El proyecto refleja una filosofía clara sobre dónde debe ir el dinero estadounidense. Mantiene 1 mil 800 millones de dólares para socios en el Indo-Pacífico, incluyendo 500 millones en asistencia militar a Taiwán. Asigna 3 mil 300 millones de dólares en asistencia de seguridad a Israel. Fortalece relaciones con países del Hemisferio Occidental como Paraguay, Argentina y Costa Rica. Aumenta fondos para combatir narcotráfico y tráfico de fentanilo. Pero también castiga: bloquea fondos a la República Popular China y al Partido Comunista Chino, retiene dinero a México hasta que cumpla con entregas de agua acordadas, y reduce drásticamente las contribuciones a la ONU, eliminando fondos para la OMS, UNRWA, el Consejo de Derechos Humanos y la Corte Penal Internacional.

Cuba permanece en la lista de países que requieren notificación especial del Congreso antes de recibir cualquier asistencia estadounidense, junto a Corea del Norte e Irán. El presupuesto que Díaz-Balart presentó mantiene esa posición mientras canaliza recursos hacia lo que define como construcción democrática.
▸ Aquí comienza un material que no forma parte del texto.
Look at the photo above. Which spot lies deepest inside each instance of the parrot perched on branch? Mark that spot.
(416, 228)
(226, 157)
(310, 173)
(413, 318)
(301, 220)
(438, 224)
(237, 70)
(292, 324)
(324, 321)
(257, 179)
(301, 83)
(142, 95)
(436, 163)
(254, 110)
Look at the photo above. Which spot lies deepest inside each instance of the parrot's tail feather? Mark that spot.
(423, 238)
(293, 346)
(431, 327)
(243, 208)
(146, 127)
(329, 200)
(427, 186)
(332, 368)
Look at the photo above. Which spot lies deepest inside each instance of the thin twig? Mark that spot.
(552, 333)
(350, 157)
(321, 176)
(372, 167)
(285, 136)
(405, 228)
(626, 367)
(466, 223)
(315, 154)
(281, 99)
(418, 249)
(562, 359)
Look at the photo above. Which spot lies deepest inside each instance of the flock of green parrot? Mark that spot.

Es una estrategia que beneficia claramente a los aliados estadounidenses mientras ejerce presión sobre regímenes como el de Cuba, Venezuela y Nicaragua, según la caracterización del legislador.

Es exactamente lo contrario que poner en peligro el liderazgo estadounidense
— Mario Díaz-Balart, sobre los recortes presupuestarios
The Hearth Conversation Another angle on the story
Inventor

¿Por qué la restricción tan estricta de que los fondos solo pueden usarse para "construcción de democracia" y no para negocios o reforma económica?

Model

Porque la intención es que el dinero no termine fortaleciendo la economía del régimen de ninguna manera. Si financias emprendimiento o reforma económica, potencialmente estás ayudando a que el sistema se perpetúe. La idea es que solo apoyes a quienes trabajan por cambio político.

Inventor

¿Qué significa en la práctica que se mantenga una recompensa por información sobre el derribo de las avionetas de 1996?

Model

Significa que Estados Unidos no ha cerrado ese capítulo. Hermanos al Rescate fue un incidente que mató a cuatro personas. Mantener esa recompensa es una forma de mantener viva la presión sobre quiénes dieron la orden y por qué.

Inventor

¿Por qué incluir un reporte sobre médicos cubanos en el extranjero en un proyecto de presupuesto?

Model

Porque Washington ve esos programas como tráfico humano. Si otros países pagan al gobierno cubano por esos servicios, están financiando indirectamente al régimen. El reporte busca documentar quién está participando en eso.

Inventor

¿Cómo se justifican recortes tan grandes a organismos internacionales mientras se aumenta gasto militar?

Model

Díaz-Balart diría que es una cuestión de prioridades. Cree que el dinero debe ir a aliados y a seguridad, no a organismos que considera inefectivos o que no sirven a los intereses estadounidenses.

Inventor

¿Qué significa que Cuba esté en la misma categoría que Corea del Norte e Irán?

Model

Significa que Estados Unidos la trata como una amenaza de seguridad de primer orden. No es una distinción menor. Es decir que Cuba está en el mismo nivel de preocupación que potencias nucleares.